Tax deduction question from first investment property

2 Replies

Hi,

I am interested in my first investment property but I am trying to understand all tax pros/cons beforehand.

Let’s say I get paid through a w2 and also 1099 (self employed) and I have to pay about 10k annually on taxes from my 1099.

If I own my investment property , and even though it is cash flow positive, can I deduct all expenses associated with managing this property (travel, furniture, utilities etc.)? Let’s say this adds up to 8k for my first year. Will this 8k be deducted from my 10k that I would owe bringing my total down to 2K? Or are these two separate businesses?

I hope I explained this correctly.

Thanks in advance for any help and guidance.

-Chris

@Chris Klingemann

Of course, consult a qualified professional..

The first thing to understand is your W2 and 1099 income is considered active income.  Rental activities are categorized by the IRS as passive income.  So, its like having two separate "books" if you will.  Add/subtract your active income.  Then, add/subtract your passive income (i.e. rents) from your passive deductions (reference IRS form SchE).

As for taking passive deductions on your 1040 (your active income), here is the short version. If you're modified AGI is less than $100k, you can take $25k of passive losses onto your 1040. As your modified AGI gets to $150k, that $25k passive allowed loss decreases to zero. You also need to be actually spending time on your rentals and participating in their activities (as opposed to using a property manager basically). The other option is qualifying as a Real Estate Professional which lets you take every deduction. However, this qualification has little to do with its title. The main sticking point is you need to have more than 50% of your hours in real estate activities. So, as a W2 earner, that's next to impossible. So, you should be doing about 2000 hours a year for your W2 job. That means you need to be doing 2001 hours a year on your rentals --- kinda hard...
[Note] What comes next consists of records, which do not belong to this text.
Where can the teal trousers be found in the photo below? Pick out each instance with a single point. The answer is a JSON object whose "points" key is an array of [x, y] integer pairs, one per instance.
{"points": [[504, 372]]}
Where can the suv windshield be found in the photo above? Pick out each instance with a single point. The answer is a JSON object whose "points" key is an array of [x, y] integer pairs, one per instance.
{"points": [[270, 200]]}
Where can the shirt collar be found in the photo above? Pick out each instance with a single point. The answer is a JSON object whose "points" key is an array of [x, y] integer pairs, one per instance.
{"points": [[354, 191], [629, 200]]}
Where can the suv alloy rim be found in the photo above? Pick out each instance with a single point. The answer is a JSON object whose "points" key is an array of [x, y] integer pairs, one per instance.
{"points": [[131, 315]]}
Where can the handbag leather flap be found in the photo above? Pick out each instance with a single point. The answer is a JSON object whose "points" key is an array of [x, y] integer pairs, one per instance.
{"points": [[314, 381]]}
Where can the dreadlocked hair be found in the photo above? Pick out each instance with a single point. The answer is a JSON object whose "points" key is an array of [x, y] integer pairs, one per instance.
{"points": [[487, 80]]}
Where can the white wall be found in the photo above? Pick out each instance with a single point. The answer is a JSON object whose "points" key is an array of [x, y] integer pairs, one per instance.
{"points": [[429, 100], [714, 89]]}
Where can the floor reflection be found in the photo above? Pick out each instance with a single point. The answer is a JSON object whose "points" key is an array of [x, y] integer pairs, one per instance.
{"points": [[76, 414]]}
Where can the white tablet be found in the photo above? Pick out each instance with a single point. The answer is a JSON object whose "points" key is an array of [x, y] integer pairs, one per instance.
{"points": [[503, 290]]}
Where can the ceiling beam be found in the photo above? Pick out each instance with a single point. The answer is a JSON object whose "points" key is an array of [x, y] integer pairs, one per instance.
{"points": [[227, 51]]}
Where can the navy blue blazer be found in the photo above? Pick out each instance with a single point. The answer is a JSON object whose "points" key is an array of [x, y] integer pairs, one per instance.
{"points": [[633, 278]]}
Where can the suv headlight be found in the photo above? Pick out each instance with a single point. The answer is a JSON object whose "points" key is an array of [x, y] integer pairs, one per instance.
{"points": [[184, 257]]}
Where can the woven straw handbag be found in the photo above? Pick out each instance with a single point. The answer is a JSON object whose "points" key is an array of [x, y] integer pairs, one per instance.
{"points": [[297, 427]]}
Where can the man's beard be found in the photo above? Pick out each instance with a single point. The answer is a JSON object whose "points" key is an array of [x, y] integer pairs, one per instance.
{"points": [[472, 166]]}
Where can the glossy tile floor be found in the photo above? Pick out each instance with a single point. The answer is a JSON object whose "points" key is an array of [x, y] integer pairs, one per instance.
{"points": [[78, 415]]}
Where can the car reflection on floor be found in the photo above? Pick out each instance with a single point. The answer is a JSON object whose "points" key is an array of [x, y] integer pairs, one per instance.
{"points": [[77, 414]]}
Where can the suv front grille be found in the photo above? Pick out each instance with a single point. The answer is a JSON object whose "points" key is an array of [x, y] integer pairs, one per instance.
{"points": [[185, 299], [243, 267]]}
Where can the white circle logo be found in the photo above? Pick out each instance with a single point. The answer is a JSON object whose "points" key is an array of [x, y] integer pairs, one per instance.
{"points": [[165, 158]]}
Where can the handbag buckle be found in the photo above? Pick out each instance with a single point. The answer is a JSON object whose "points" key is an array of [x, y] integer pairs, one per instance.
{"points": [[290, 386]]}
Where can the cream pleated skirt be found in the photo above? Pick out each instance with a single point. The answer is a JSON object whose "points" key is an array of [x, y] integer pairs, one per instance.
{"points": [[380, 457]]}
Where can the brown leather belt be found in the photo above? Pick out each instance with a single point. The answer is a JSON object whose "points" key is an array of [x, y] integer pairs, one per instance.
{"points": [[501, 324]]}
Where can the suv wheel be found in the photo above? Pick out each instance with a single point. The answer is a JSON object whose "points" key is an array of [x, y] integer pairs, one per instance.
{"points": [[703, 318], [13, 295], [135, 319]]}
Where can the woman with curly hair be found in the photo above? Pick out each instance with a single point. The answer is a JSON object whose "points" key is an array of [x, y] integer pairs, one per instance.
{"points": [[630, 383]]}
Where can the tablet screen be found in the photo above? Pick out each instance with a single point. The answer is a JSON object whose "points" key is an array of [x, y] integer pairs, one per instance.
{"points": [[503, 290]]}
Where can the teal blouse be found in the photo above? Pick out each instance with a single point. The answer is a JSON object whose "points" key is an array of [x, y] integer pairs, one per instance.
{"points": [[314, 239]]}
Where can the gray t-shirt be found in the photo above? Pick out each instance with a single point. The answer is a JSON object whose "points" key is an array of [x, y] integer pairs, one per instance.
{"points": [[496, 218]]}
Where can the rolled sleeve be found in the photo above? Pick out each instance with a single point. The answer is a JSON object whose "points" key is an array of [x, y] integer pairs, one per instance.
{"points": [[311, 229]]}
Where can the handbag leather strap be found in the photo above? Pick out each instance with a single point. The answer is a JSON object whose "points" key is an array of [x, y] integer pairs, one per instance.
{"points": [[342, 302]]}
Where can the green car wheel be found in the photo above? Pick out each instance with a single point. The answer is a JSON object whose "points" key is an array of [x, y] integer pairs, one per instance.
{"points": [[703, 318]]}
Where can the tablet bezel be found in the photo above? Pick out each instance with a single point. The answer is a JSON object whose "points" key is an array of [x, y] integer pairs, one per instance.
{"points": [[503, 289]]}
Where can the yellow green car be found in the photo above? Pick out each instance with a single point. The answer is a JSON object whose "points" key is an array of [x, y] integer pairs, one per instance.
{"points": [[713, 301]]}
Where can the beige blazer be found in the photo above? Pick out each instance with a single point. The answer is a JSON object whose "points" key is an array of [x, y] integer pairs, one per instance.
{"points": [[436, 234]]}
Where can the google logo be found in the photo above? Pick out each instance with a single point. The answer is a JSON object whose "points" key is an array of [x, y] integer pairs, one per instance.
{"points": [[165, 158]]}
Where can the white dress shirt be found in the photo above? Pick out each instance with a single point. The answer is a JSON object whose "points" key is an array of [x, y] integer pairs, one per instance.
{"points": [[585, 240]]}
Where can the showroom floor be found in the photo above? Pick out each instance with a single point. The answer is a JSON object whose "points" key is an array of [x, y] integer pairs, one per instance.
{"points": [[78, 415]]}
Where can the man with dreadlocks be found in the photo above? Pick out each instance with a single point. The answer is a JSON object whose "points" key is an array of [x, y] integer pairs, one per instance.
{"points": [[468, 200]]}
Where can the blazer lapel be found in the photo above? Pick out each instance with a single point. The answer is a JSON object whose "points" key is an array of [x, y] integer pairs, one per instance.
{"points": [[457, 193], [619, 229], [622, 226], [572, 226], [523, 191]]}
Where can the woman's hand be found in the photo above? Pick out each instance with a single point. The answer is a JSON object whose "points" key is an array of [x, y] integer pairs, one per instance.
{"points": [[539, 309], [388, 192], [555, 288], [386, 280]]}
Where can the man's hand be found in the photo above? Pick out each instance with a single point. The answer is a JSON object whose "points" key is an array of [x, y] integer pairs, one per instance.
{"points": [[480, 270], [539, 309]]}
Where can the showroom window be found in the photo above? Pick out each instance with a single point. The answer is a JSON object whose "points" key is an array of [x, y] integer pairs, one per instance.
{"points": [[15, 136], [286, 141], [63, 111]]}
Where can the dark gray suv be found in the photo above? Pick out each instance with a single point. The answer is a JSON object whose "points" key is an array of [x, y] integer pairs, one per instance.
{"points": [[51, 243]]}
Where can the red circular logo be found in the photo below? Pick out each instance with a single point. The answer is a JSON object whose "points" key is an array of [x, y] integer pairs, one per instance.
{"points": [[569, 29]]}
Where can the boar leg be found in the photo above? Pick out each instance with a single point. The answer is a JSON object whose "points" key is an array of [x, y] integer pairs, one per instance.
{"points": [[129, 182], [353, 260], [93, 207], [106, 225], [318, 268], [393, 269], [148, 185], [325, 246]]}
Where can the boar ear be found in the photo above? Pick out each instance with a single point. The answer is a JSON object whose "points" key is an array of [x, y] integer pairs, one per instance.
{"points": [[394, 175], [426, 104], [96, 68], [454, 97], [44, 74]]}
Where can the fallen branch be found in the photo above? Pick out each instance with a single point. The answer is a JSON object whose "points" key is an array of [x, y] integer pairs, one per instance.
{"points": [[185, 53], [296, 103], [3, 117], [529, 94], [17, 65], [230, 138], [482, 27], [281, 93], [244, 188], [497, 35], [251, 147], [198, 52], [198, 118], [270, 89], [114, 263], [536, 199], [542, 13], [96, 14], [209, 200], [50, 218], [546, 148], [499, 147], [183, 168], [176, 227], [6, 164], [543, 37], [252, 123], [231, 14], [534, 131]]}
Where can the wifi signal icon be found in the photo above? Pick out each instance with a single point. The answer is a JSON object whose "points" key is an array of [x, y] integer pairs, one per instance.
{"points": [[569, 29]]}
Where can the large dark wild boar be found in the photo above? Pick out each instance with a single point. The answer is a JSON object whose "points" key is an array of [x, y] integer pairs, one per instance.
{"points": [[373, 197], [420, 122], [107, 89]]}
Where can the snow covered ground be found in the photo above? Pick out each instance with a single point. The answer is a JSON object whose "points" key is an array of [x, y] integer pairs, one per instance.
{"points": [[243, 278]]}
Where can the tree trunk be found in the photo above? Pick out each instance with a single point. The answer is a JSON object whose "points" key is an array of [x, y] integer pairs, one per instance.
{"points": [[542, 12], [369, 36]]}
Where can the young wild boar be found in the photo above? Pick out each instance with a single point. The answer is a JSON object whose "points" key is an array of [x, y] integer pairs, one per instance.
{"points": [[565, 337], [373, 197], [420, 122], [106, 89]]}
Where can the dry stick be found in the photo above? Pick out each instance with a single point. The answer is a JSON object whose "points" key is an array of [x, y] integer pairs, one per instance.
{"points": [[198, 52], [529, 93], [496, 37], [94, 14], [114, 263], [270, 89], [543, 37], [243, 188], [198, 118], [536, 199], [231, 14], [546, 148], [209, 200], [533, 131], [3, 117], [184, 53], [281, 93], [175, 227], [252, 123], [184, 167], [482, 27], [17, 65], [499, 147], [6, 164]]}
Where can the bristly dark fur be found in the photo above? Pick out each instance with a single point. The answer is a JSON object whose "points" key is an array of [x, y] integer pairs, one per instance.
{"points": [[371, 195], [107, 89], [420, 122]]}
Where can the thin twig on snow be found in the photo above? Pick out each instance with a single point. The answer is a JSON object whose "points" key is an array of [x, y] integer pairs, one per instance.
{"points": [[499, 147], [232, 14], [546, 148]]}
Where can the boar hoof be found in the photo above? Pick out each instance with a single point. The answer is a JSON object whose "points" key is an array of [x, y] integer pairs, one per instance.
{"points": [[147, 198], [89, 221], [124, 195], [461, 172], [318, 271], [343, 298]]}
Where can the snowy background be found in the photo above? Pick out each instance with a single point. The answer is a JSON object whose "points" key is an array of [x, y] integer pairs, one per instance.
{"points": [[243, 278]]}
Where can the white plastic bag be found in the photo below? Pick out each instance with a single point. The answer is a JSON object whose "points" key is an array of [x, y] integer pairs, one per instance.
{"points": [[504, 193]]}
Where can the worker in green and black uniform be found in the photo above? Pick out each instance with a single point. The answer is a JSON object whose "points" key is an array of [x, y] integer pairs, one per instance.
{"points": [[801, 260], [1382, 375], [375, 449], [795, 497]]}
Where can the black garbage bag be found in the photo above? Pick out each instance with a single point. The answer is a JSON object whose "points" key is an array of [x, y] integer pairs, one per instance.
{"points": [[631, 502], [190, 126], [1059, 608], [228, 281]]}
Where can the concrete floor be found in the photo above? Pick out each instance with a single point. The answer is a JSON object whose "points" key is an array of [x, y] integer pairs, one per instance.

Oh, another thing.  I'm not sure if you just typed out your question incorrectly.  If you owe $10k annually in taxes, the deductions don't decrease your tax.  These are deduction and NOT tax credits.  So, say your W2 says you earned $80k for the year.  Then, if you had $25k of passive allowed losses and passed the criteria to take the losses, then your agi will become $55k.  Now continue and calculate your taxes...

Also, just because you can't take the passive deductions doesn't mean they are lost.  They are carry over as passive allowed losses (PAL) year after year.  This happens to most investors.  When you go to sell the PAL is realized.  But, when sell is another matter...

Make sense?  I hoped this helped.  Good luck.

Originally posted by @Chris Klingemann :

Hi,

I am interested in my first investment property but I am trying to understand all tax pros/cons beforehand.

Let’s say I get paid through a w2 and also 1099 (self employed) and I have to pay about 10k annually on taxes from my 1099.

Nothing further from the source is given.